1

I need to make each instance of Sphere get a unique identifier so that no two Spheres are equal. I won't know ahead of time how many spheres I'll need to make so will need to make them one at a time, but still increment the identifier.

Most solutions I've tried have this issue where I end up with an IO a and need the unsafePerformIO to get the value.

This code comes close, but the resulting identifier is always the same:

module Shape ( Sphere (..)
             , sphere
             , newID
             ) where

import System.Random
import System.IO.Unsafe (unsafePerformIO)

data Sphere = Sphere { identifier :: Int
                     } deriving (Show, Eq)

sphere :: Sphere
sphere = Sphere { identifier = newID }

newID :: Int
newID = unsafePerformIO (randomRIO (1, maxBound :: Int))

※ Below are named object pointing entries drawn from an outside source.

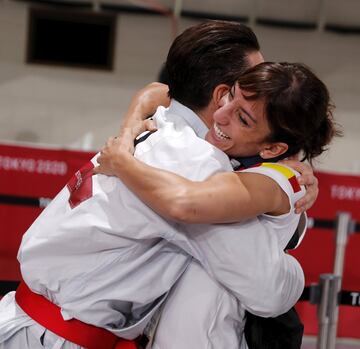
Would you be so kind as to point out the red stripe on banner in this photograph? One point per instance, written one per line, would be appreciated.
(29, 172)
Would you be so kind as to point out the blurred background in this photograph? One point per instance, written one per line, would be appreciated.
(81, 107)
(68, 69)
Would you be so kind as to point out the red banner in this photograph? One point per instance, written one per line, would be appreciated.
(317, 251)
(29, 173)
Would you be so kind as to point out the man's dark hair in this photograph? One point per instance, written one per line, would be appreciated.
(297, 106)
(204, 56)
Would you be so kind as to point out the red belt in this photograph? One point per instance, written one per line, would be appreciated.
(48, 315)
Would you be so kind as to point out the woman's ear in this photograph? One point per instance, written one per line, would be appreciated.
(273, 150)
(219, 92)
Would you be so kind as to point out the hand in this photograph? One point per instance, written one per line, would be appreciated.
(128, 134)
(308, 179)
(110, 156)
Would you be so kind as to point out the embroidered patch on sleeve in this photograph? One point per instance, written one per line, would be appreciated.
(80, 185)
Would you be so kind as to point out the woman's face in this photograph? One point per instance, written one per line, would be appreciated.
(240, 126)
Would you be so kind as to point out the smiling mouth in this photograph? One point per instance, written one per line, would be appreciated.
(219, 133)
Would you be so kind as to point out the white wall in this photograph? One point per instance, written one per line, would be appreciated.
(62, 105)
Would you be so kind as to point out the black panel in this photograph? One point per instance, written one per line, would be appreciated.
(72, 38)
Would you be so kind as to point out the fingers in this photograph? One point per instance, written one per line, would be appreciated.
(307, 180)
(150, 125)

This would work as well, and works great in the REPL, but when I put it in a function, it only returns a new value the first time and the same value after that.

import Data.Unique
sphere = Sphere { identifier = (hashUnique $ unsafePerformIO newUnique) }

I know think this all leads to the State Monad, but I don't understand that yet. Is there no other way that will "get the job done", without biting off all the other monad stuff?

Craig Treptow
  • 834
  • 7
  • 19
  • 1
    This is indeed something for which state-like monads are used. I know that is quite annoying. But once you understand what the benefits of such encapsulation are, it is actually quite effective. – Willem Van Onsem Jul 30 '20 at 19:40
  • 3
    `unsafePerformIO` is one of the trickiest things to use correctly in Haskell. It's almost always the hardest option to get correct for any particular way to solve a problem. Unless you absolutely need it for some concrete reason, you're better off learning something new to avoid it. – Carl Jul 30 '20 at 20:11
  • 2
    The easiest thing to do is just accept that `newID` cannot have type `Int` - it must have type `IO Int` (same as you have now but without the `unsafePerformIO`). It fundamentally isn't a "pure value" so you shouldn't try to pretend it is. Anything else you have that depends on that random integer can be written as a function that takes an `Int` as argument - then in your final program (which runs in `IO` anyway) you can generate the random number with `newID`, extract the result, and feed it to your other functions. – Robin Zigmond Jul 30 '20 at 21:15
  • 3
    Don't use `unsafe` functions, period. Those are marked as "unsafe" for a reason. Using those amounts to 1) force the compiler into assuming some properties on the code, and 2) be willing to face the horrible consequences if the assumption did not hold. In your code, you promise that that IO action will always produce the same result, no matter how many times it's called, so it can be regarded as a pure value. The compiler is then free to run the IO action any number of times, or only once and cache the result. – chi Jul 30 '20 at 23:52
  • unsafePerformIO lacks all guarantees. For example, it lacks the guarantee that running in repl and running in compiled code does the same thing. – PyRulez Jul 31 '20 at 18:07
  • Possibly related: https://stackoverflow.com/questions/6311512/creating-unique-labels-in-haskell/63406066 . – atravers Sep 21 '20 at 03:13

1 Answers1

6

First of all, don’t use unsafePerformIO here. It doesn’t do what you want anyway: it doesn’t “get the a out of an IO a”, since an IO a doesn’t contain an a; rather, unsafePerformIO hides an IO action behind a magical value that executes the action when somebody evaluates the value, which could happen multiple times or never because of laziness.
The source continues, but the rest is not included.